Failure to elect: Write-ins tied in Hatfield’s annual vote

  • Hatfield Town Hall KEVIN GUTTING

Staff Writer
Published: 5/20/2021 8:05:30 PM

HATFIELD — Town Clerk Lydia Szych and her staff checked the tallies once, then did so twice more, each time ending up with the result that two write-in candidates for a School Committee seat had both received 140 votes.

Two hours after polls for the annual town election closed Tuesday night, Szych phoned Amanda Thayer and Catherine Englehardt to inform the candidates that no winner could be declared for the three-year position due to their receiving identical support, and also being runners-up to Jennifer Maloney, whose name was on the ballot and earned 236 votes to win the other vacant position.

“I explained to them that we counted it three times because we couldn’t believe it ourselves,” Szych said, adding that, in her eight years as town clerk, this might be strangest result yet. “I’ve never seen something like this happen.”

While write-in candidates have been deadlocked in the past, Szych said that mostly happens because they receive so few votes. To have 280 votes divided equally by two write-ins, with another 22 write-in votes scattered among other candidates, defies explanation, she said.

But Mark Wilson, an adjunct associate professor of mathematics and statistics at the University of Massachusetts, said due to the relatively small number of participating voters, and people leaving their ballots blank for certain positions, the possibility of a tie isn’t that remote. He estimates the chances at just under a 1 in 100 chance of a two-way tie, and a 1 in 1,000 chance of a three-way tie.

The odds of a tie grow if the assumption is made that the write-in candidates are likely not to get as many votes as someone whose name is on the ballot.

If nothing else, Wilson said what happened in Hatfield demonstrates that voters shouldn’t take their votes for granted.

“The value of your vote is more important than you probably think,” he said.

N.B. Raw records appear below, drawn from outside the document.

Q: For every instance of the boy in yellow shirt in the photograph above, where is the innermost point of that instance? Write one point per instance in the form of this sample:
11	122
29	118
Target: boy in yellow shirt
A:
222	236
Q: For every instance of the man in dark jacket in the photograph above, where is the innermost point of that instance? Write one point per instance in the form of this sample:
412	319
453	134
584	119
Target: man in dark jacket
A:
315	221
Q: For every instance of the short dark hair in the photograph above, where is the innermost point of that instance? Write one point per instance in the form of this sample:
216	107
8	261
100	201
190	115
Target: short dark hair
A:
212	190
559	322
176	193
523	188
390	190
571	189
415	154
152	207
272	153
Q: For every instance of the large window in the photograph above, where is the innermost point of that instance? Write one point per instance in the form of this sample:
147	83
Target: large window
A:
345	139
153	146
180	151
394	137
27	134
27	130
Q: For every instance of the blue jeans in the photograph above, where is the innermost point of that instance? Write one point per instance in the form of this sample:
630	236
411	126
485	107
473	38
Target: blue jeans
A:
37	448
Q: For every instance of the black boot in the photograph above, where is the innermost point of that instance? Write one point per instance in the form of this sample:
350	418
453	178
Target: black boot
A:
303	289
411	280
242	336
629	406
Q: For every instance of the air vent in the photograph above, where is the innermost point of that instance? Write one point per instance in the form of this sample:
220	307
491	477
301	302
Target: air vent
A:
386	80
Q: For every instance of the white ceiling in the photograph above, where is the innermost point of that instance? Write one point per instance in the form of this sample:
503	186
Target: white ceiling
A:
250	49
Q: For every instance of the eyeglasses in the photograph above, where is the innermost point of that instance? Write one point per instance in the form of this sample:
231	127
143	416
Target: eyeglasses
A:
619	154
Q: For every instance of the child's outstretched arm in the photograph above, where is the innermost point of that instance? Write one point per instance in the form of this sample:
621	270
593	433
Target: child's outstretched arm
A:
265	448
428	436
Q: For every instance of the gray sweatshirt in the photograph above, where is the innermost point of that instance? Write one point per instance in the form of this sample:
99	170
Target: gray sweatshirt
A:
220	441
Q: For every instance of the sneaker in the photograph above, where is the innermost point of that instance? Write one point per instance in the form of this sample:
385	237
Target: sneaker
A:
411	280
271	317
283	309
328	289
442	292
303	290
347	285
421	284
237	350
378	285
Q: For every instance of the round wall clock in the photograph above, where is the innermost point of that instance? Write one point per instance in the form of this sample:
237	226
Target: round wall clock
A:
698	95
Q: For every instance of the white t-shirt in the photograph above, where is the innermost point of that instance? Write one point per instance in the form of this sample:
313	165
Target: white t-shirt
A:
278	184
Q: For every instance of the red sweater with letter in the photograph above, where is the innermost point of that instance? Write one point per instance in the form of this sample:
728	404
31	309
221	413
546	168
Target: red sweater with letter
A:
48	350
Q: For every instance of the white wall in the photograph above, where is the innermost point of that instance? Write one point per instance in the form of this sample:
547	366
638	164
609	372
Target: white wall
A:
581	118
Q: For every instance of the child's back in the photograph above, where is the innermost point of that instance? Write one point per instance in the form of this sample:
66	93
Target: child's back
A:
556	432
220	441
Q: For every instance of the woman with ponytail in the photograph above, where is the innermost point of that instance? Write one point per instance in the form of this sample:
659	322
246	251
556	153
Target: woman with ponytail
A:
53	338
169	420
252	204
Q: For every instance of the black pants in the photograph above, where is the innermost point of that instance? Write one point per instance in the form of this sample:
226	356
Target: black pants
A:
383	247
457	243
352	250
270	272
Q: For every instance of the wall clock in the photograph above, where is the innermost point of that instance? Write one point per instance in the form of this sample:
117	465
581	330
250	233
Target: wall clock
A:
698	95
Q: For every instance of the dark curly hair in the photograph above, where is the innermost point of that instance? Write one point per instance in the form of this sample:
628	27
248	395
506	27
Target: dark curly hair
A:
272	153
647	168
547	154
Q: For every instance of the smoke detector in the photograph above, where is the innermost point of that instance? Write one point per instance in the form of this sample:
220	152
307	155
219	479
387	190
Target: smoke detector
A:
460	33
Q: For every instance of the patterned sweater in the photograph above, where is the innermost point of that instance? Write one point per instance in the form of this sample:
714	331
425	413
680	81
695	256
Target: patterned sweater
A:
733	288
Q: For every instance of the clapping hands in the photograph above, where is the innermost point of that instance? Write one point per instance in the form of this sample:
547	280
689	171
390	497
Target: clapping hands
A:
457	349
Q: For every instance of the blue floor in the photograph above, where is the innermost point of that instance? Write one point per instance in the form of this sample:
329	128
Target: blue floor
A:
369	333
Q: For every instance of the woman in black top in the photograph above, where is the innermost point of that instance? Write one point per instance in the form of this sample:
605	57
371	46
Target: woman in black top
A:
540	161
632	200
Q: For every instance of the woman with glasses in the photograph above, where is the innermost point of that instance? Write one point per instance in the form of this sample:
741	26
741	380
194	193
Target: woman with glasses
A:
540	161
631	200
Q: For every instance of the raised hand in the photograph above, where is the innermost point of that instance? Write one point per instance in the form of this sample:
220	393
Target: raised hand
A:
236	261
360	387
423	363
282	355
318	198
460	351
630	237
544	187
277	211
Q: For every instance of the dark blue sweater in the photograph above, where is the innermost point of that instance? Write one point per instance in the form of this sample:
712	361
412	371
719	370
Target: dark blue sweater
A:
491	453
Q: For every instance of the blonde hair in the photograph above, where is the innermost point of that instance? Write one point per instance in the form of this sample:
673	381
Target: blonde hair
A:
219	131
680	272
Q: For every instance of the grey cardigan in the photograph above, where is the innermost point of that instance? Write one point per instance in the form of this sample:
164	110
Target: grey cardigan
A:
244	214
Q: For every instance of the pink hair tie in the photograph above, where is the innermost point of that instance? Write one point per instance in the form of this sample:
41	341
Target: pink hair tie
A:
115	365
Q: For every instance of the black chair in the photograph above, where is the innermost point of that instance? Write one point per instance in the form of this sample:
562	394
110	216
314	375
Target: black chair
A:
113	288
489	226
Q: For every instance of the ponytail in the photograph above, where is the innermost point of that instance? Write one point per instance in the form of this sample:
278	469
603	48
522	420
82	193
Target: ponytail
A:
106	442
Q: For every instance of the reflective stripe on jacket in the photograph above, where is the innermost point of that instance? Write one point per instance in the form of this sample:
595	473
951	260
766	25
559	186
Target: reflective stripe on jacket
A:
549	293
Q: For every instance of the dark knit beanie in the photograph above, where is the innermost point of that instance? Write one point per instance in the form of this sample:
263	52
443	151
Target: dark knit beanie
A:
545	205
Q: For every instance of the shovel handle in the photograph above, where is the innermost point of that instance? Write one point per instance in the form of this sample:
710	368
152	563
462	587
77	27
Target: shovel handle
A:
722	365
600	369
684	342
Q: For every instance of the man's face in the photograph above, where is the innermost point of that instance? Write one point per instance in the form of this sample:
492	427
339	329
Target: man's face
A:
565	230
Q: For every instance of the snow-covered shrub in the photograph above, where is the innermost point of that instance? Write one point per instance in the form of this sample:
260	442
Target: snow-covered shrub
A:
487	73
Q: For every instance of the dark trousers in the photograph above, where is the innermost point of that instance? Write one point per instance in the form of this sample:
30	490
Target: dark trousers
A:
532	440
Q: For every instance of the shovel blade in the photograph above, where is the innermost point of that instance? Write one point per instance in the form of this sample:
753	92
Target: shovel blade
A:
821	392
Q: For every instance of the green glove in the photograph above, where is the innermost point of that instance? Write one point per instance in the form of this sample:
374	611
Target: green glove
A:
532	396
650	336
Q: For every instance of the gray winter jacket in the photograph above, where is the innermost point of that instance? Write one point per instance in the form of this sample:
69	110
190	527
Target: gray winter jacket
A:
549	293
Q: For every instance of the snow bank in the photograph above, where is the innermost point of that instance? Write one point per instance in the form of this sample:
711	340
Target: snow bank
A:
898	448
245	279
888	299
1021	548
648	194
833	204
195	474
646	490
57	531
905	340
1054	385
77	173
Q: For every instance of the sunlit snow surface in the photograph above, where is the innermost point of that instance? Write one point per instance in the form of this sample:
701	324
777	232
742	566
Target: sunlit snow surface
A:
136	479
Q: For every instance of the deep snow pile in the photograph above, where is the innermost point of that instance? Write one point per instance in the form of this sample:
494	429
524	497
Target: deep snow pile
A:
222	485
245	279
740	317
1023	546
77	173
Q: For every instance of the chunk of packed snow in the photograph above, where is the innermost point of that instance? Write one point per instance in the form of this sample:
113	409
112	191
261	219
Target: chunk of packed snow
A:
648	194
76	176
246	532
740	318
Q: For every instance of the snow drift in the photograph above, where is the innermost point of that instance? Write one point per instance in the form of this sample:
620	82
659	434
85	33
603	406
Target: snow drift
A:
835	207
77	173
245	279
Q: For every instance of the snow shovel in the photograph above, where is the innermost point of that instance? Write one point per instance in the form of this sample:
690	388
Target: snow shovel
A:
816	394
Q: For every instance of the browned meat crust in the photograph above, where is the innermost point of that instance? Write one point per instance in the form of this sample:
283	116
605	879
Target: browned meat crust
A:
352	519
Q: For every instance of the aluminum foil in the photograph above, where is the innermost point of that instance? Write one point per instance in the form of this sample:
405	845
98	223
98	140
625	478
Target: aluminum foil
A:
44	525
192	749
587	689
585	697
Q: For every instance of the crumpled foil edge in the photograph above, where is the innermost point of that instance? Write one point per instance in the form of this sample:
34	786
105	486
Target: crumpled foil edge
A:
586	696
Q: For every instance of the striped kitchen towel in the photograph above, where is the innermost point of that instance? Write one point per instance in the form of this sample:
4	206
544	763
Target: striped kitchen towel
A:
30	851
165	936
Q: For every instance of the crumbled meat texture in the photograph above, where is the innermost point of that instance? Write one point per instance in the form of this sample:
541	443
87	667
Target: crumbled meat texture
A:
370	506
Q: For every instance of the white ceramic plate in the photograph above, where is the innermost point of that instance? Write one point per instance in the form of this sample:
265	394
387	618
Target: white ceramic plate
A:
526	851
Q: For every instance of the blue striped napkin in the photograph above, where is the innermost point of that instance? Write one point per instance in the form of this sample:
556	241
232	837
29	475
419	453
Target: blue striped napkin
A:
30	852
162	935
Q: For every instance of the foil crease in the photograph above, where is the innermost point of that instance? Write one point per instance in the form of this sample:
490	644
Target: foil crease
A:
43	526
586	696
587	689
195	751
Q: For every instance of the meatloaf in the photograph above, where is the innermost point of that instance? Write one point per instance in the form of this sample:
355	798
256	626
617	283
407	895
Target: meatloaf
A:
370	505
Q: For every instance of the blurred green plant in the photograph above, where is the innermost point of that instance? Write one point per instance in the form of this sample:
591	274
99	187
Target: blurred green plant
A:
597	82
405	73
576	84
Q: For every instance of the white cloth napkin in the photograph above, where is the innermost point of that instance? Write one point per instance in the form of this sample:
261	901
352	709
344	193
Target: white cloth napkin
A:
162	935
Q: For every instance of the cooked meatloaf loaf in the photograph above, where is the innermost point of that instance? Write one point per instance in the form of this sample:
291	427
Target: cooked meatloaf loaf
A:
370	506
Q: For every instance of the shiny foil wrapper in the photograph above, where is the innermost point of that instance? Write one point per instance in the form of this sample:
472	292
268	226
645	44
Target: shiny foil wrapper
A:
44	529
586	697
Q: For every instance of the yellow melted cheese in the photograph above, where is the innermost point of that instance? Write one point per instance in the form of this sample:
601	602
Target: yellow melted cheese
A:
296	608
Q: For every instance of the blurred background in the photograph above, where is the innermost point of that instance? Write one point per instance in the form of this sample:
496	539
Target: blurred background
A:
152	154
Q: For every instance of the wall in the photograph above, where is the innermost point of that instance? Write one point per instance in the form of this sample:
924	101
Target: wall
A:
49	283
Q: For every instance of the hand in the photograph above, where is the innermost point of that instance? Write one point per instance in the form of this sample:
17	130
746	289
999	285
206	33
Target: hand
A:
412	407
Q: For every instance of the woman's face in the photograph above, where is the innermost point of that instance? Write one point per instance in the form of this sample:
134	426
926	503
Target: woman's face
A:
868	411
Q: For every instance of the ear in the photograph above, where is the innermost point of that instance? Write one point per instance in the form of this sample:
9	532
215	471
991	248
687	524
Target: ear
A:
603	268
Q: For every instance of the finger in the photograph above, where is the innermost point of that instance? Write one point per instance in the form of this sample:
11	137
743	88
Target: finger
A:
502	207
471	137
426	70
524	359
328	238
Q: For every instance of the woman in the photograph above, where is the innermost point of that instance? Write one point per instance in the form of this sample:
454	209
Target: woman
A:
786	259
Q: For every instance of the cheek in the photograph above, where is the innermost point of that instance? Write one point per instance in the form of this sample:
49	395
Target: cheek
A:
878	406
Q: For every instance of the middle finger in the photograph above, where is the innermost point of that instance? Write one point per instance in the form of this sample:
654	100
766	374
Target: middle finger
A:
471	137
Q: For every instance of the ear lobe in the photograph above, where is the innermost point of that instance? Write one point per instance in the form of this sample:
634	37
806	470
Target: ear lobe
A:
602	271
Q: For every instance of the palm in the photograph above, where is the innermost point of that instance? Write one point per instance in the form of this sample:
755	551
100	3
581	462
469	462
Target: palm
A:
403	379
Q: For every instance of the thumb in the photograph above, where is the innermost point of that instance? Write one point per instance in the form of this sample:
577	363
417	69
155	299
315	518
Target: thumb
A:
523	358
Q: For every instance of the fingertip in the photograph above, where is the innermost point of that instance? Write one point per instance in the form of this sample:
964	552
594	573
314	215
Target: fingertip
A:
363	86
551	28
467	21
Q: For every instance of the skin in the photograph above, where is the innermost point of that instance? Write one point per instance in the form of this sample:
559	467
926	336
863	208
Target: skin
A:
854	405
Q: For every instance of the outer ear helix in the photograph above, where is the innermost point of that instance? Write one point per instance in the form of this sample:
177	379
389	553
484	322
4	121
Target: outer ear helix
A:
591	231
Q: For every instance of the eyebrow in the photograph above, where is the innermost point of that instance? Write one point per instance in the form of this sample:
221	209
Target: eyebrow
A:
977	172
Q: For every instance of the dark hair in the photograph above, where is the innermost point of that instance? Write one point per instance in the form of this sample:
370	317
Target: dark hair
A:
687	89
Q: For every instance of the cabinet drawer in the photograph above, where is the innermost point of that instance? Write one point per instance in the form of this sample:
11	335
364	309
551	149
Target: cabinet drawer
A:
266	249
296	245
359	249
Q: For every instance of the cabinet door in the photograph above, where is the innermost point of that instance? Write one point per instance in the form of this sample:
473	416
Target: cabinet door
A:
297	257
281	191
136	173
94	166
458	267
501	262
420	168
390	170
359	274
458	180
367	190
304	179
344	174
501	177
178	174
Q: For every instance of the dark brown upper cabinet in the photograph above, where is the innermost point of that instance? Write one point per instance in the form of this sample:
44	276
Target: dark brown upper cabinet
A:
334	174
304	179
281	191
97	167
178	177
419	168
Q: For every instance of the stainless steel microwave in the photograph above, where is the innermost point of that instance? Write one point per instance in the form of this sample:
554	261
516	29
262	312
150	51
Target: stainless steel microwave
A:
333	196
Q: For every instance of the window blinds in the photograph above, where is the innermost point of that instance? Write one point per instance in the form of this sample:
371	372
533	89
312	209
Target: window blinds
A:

Szych said both candidates were gracious and understanding with the unlikely election result.

Calling the tie vote “really exciting for Hatfield,” Thayer said she decided to begin a campaign a little over a week before the election and then spent election day outside Town Hall informing people how they could vote for her and answering questions about her interest in serving in elective office. The campaign and interaction with voters proved to be a good challenge.

“I do want the community to know this has been a positive thing, that I plan on letting the process unfold and I’m completely at peace with the outcome,” Thayer said.

Either Englehardt or Thayer would have to call for a recount within 10 days of the election and, if that is not pursued, or the results don’t somehow change, Szych will state that a failure to elect has occurred. That starts a new process to bring the School Committee and Select Board to a joint meeting to appoint a new member to serve until next town election. Thayer said she would put her name in for consideration if that happens.

Thayer said she wouldn’t ask for a recount, trusting that Szych got it right. “I am very comfortable with her skills as town clerk,” Thayer said.

Efforts to reach Englehardt were not immediately successful.

Only one other contested race was decided in Tuesday’s election.

Michael W. Hogan of Main Street, with 194 votes, defeated Stanley John Pitchko Jr. of Prospect Street, with 156 votes, to fill the unexpired term of the late Stanley “Buster” Symanski on the Hatfield Housing Authority.

Incumbents won reelection for other positions, including Edmund Jaworski Jr., for a three-year seat on the Select Board; Michael Paszek for a five-year term on Planning Board; Dodie Gaudet for a three-year term as library trustee; Scott McCoy for a three-year term and James Lavallee for a two-year seat on the Board of Assessors; Jeffrey Zgrodnik for a three-year seat on the Board of Health; Lucinda Williams for a three-year position on the Cemetery Commission; Alex Malinoski for a five-year seat on the Housing Authority; and William Betsold Jr. for a one-year term as elector under the Oliver Smith Will

The 378 voters represented a 14.2% turnout of the town’s 2,658 voters.